Degeneration … is, of course, concomitant with cultural neglect; but … the flowering plant does not degenerate into the apple, nor into the corn, nor one species of animals into another, nor does Man degenerate into anything but the savage man – never into a
subhuman
creature.

And this view, so obvious to us but so contrary to the majority beliefs of Buddhists everywhere, was strongly upheld by one of Tibet’s most distinguished scholars, the late Lama Kazi Dawa-Sandup, who wrote: ‘Intellects able to grasp Truth do not fall into the lower conditions of existence.’

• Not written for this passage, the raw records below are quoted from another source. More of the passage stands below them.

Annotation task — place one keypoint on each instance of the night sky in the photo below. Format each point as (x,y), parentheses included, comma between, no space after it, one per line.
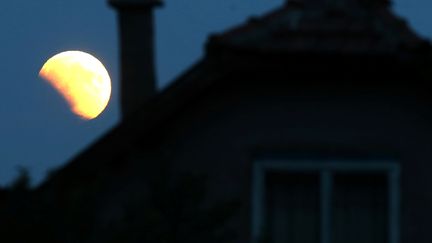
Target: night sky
(37,130)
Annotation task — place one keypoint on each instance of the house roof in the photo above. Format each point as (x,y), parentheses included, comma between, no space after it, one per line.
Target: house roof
(298,27)
(349,26)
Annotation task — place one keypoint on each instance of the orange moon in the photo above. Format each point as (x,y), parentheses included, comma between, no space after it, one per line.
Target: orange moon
(81,79)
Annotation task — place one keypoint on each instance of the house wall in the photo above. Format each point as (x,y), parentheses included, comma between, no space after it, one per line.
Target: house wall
(225,129)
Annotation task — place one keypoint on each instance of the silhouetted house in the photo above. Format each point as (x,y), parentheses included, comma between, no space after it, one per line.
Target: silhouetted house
(315,117)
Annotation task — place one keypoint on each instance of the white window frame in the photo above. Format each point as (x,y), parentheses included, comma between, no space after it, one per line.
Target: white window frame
(325,169)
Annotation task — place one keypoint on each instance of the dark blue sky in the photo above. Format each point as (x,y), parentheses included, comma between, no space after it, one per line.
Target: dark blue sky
(37,130)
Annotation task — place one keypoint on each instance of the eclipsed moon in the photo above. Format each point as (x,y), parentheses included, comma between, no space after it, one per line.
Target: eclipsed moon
(81,79)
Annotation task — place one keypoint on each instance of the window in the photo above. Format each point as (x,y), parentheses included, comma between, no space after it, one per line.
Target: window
(325,202)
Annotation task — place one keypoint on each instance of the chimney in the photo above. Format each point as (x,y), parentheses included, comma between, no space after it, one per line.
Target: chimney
(137,67)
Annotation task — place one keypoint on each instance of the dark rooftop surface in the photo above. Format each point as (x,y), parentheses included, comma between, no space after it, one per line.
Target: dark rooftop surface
(354,26)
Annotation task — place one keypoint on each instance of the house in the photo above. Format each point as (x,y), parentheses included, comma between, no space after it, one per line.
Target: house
(314,118)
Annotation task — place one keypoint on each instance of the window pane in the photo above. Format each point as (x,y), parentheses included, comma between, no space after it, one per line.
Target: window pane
(292,207)
(360,208)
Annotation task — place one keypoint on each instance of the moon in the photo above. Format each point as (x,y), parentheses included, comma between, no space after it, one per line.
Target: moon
(81,79)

However, it is doubtful if this interpretation of the doctrine will ever supersede popular beliefs, with their ban on the taking of life. One result of this ban particularly impresses me here. I’ve often seen boys catching a moth or beetle or worm, closely but gently examining it and then releasing it completely unharmed; this makes quite a contrast to the attitude of Western boys who, as Shakespeare noted some time ago, delight in torturing such creatures.

21 AUGUST

The most harrowing aspect of life here is the children’s emotional suffering. Sometimes one feels that the orphan minority are the best off: they can at least become adjusted to having no family. Parents visit the camp regularly and when they have left one sees anguished little
boys and girls looking bewildered and obviously feeling betrayed by their parents’ departure without them.

This morning two mothers came, found their little sons (which is not always easy in such a crowd) and then sat under the big tree in the middle of the compound with the boys standing beside them. As I passed on my way to the Dispensary not a word was being spoken or a movement made, but tears were silently streaming down those four faces. Both boys are very bad scabies cases and on seeing me one of the mothers beckoned and pointed to her son’s leprous-looking body, gazing up at me with a mixture of reproach and appeal. Then I really wished that I could speak fluent Tibetan, to reassure those women that we were doing all in our power for their children. After tea I saw the mothers going away, looking quite cheerful again. That’s the
extraordinary
thing about Tibetans – despite their soft, affectionate natures they seem able to get on top of a situation that would reduce others to shreds. Yet this doesn’t lessen the tragedy of it all; when I say that they looked ‘quite cheerful’ I mean that they were laughing and talking with the ayahs – but you could still see the unhappiness in their eyes. It isn’t difficult to imagine what it must take to stay on top of this sort of situation. And I prefer
not
to imagine the effect of these upheavals on the children.

We had a crisis here today. I sensed it at once when I entered the Dispensary this morning and as the hours passed it became increasingly apparent, with teachers, carpenters and cooks frequently going into huddles to discuss something and ayahs sobbing in every second corner. At last Tenzing – one of the teachers from the Upper Nursery, who speaks a little English – came down to explain the mystery to us. Apparently Mrs Tsiring Dolma has just had a row with Mr Kundeling, the Education Minister, and as a result she has flounced off to Delhi, saying she’s ‘never coming back no more!’ All the Nursery staff were called to a special meeting at the Upper Nursery last night to have the news broken to them, and the ayahs, who are deeply devoted to Mrs Tsiring Dolma (whether on religious or personal grounds is a moot point), immediately declared that if
she
wasn’t staying here
they
weren’t – after which the meeting broke up in disorder. Tenzing thinks
that if she doesn’t return this camp may be closed within six months. But my personal opinion is that she’s bluffing and will return in due course, having made this strategic move to show how essential she is here.